Sure, but if you equate me with someone who kicks a dog just because I talk about master or slave database nodes, or the need to retard message rates - I’m also going to treat you accordingly.
And honestly that’s fair. If I’m sitting in a meeting and you’re trying to browbeat me into calling something a slave in front of some African American co-workers, or you’re talking about retarding something while someone explains they don’t like that term because their child has Downs Syndrome, you are welcome to think we’re foolish for caring - but I can’t imagine that Any Given Person would walk away thinking you’ve gotten the upper hand there
Oh look, somebody else is trying to cast me as a monster because I refuse to be politically correct in a technical context. You should probably also demonize me for the fact that I live my life in a wheelchair and will occasionally refer to myself as ‘gimpy’.
I’m not trying to cast you as anything, I’m extrapolating real world events from your theoretical responses.
The term “politically correct” is a thought terminating cliche. it’s meant to detach real world experience from hypothetical situations. “Political” here is meant to cast the discussion on what the government is doing, I am not talking about the government, therefore whether this is politically correct or not is irrelevant.
ITT: people making excuses for using what they know is a hateful word.
Just use a different word. That’s it. It’s very simple. Use literally anything else. People are acting like we’re about to stick a probe up their ass.
This creates another problem.
“Don’t say ‘retard,’ it’s offensive.” “Okay, I’ll say ‘xxx’ instead.”
One week later:
“Don’t say ‘xxx,’ it’s offensive.”
God knows how many senseless words are going to have to be made just to say one thing. Just say retard. If people don’t like it, they can get mad or ignore it. One way or another, life is moving on.

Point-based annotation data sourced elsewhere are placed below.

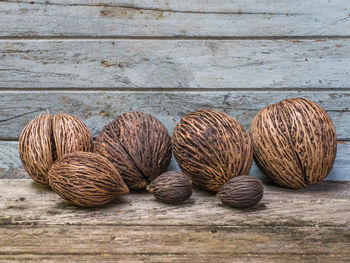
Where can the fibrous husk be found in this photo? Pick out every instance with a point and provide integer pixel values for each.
(138, 145)
(47, 138)
(171, 187)
(86, 179)
(211, 147)
(294, 142)
(242, 192)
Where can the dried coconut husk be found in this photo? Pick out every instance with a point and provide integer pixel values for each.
(86, 179)
(47, 138)
(138, 145)
(211, 147)
(171, 187)
(294, 142)
(241, 192)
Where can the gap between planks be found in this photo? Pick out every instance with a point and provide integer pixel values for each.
(96, 38)
(301, 90)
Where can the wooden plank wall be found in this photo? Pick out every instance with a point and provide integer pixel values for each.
(97, 59)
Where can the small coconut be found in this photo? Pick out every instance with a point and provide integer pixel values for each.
(211, 147)
(86, 179)
(47, 138)
(138, 145)
(241, 192)
(171, 187)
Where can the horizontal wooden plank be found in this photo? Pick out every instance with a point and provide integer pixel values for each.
(174, 18)
(98, 108)
(193, 240)
(24, 202)
(173, 257)
(291, 63)
(11, 167)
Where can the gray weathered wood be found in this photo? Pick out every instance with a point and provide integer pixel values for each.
(175, 257)
(11, 167)
(98, 108)
(24, 202)
(317, 63)
(308, 225)
(193, 240)
(174, 18)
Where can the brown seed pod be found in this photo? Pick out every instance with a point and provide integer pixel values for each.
(171, 187)
(211, 147)
(294, 142)
(86, 179)
(241, 192)
(47, 138)
(138, 145)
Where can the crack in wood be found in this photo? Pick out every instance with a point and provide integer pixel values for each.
(140, 8)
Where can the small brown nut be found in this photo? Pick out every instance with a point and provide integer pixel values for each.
(171, 187)
(241, 192)
(294, 142)
(138, 145)
(47, 138)
(211, 147)
(86, 179)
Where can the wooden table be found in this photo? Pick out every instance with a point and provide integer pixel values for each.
(98, 59)
(310, 225)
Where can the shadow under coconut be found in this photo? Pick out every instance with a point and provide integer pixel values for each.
(324, 186)
(188, 203)
(67, 205)
(40, 187)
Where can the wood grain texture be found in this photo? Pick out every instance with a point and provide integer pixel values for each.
(174, 257)
(98, 108)
(174, 18)
(24, 202)
(173, 239)
(290, 63)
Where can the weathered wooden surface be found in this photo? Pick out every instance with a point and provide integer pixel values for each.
(11, 167)
(174, 257)
(174, 18)
(98, 108)
(291, 63)
(308, 225)
(24, 202)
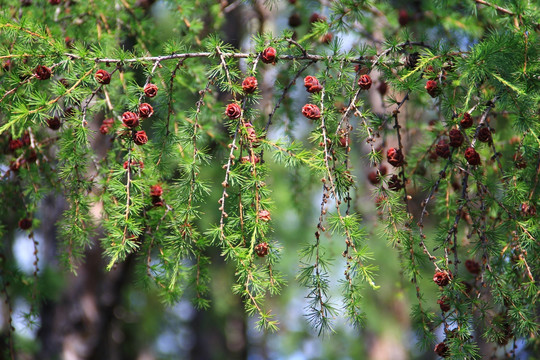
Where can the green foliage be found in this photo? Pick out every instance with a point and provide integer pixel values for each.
(205, 178)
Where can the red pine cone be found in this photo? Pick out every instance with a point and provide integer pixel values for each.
(316, 17)
(150, 90)
(443, 149)
(312, 84)
(106, 126)
(472, 266)
(262, 249)
(441, 278)
(394, 183)
(133, 164)
(432, 88)
(443, 304)
(157, 201)
(233, 111)
(311, 111)
(252, 134)
(456, 138)
(15, 144)
(156, 190)
(373, 177)
(145, 110)
(53, 123)
(249, 85)
(364, 82)
(42, 72)
(103, 77)
(25, 224)
(344, 141)
(382, 88)
(140, 137)
(484, 134)
(519, 161)
(395, 157)
(268, 56)
(467, 121)
(249, 159)
(472, 156)
(130, 119)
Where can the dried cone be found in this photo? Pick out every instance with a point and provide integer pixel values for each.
(432, 88)
(412, 60)
(140, 137)
(262, 249)
(443, 303)
(312, 84)
(156, 190)
(233, 111)
(519, 161)
(130, 119)
(441, 278)
(15, 144)
(150, 90)
(106, 126)
(394, 183)
(102, 77)
(373, 177)
(42, 72)
(311, 111)
(472, 157)
(145, 110)
(364, 82)
(395, 157)
(249, 85)
(467, 121)
(268, 56)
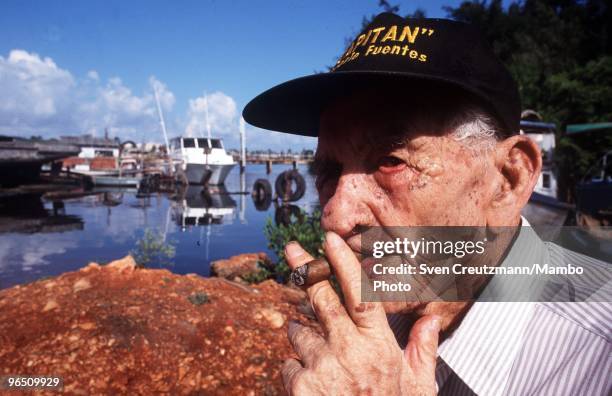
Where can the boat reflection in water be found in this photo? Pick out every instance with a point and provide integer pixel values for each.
(28, 215)
(196, 206)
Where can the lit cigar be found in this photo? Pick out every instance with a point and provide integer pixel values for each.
(310, 273)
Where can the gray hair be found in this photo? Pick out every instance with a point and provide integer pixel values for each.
(475, 128)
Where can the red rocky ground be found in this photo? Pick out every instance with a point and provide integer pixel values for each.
(114, 329)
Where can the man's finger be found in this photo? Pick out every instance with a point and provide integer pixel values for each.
(422, 349)
(348, 272)
(296, 256)
(305, 341)
(324, 300)
(290, 372)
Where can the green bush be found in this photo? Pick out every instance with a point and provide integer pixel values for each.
(304, 229)
(153, 248)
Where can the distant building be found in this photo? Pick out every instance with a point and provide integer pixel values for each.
(92, 147)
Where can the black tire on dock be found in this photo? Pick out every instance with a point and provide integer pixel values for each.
(262, 194)
(283, 186)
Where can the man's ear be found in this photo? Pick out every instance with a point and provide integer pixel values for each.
(519, 162)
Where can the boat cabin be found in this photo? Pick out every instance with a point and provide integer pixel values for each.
(199, 143)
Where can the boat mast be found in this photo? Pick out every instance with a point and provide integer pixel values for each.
(242, 145)
(163, 125)
(206, 112)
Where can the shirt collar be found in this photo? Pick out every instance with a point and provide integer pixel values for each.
(482, 349)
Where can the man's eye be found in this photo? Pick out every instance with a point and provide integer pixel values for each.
(390, 164)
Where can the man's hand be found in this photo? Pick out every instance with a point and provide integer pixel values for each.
(359, 353)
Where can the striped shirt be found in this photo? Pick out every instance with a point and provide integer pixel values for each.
(526, 348)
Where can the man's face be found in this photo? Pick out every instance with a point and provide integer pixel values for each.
(370, 172)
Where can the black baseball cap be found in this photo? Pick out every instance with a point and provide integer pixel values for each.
(394, 50)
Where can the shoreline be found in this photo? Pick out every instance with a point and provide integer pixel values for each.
(117, 328)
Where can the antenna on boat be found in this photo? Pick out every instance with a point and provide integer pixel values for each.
(163, 124)
(242, 145)
(161, 117)
(206, 112)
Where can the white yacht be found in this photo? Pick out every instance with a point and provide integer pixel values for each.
(201, 160)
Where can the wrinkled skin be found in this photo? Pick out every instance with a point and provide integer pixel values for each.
(365, 177)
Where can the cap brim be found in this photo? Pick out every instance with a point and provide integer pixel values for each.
(295, 106)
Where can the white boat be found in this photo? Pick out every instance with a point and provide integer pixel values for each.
(201, 160)
(115, 181)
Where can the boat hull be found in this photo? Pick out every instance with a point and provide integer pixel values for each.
(211, 174)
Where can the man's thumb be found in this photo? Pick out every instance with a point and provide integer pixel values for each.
(422, 349)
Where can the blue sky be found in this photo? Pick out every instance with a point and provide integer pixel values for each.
(88, 65)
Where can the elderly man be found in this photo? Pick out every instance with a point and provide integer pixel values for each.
(418, 126)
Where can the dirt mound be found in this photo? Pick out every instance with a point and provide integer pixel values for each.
(115, 329)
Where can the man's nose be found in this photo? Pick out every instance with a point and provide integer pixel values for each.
(347, 208)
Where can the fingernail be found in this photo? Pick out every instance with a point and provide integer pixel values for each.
(292, 326)
(332, 239)
(293, 250)
(436, 324)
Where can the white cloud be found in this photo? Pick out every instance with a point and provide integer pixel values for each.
(222, 116)
(44, 99)
(93, 75)
(41, 98)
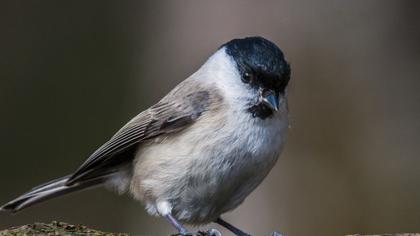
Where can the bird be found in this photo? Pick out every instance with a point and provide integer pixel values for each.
(202, 149)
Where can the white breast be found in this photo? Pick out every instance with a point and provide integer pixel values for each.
(213, 165)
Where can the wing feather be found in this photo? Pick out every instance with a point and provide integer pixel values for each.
(179, 109)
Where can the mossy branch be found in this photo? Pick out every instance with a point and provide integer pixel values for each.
(60, 228)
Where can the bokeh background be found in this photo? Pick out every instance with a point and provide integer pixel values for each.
(73, 72)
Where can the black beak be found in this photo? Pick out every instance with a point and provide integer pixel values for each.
(271, 99)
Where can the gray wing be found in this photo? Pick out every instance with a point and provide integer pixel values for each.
(178, 110)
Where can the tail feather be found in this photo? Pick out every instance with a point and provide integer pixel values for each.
(50, 190)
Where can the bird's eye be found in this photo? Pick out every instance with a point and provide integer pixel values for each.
(246, 78)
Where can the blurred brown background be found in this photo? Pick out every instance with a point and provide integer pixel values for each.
(73, 72)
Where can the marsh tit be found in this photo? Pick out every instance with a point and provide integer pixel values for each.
(203, 148)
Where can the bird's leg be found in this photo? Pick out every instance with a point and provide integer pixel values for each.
(230, 227)
(181, 229)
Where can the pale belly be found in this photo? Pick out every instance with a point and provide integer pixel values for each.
(204, 174)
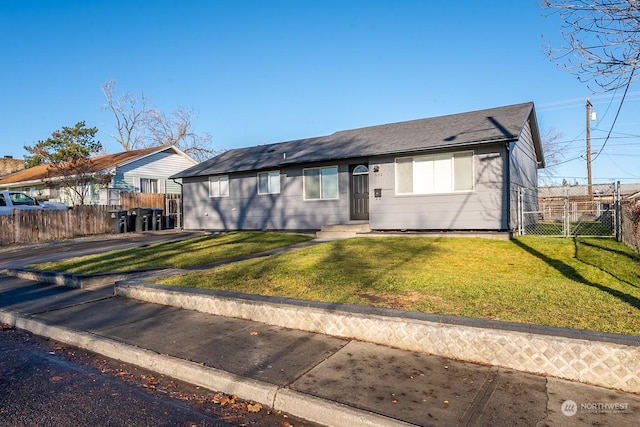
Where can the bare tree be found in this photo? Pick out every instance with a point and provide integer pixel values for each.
(130, 113)
(601, 41)
(139, 124)
(177, 129)
(68, 156)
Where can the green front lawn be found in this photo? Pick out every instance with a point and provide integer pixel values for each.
(584, 284)
(180, 254)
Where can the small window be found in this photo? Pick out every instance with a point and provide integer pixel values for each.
(148, 185)
(360, 170)
(219, 186)
(269, 182)
(321, 183)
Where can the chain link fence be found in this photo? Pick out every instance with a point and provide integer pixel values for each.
(568, 210)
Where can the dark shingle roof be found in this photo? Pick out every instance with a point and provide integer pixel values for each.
(476, 127)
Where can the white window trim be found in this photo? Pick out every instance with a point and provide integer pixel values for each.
(217, 179)
(452, 154)
(304, 183)
(269, 182)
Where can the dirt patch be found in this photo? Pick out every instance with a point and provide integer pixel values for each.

I agree. The word retarded was adopted because it was technically correct and less offensive than others words that had been used previously. It didn’t feel offensive in the 70s.
I don’t see how switching words used as insults every 50 years is difficult.
I think the pushback is more from some small group of voices telling everyone what words they must use or are not allowed to use. People will always resist compelled speech even when the specifics aren’t actually important to them.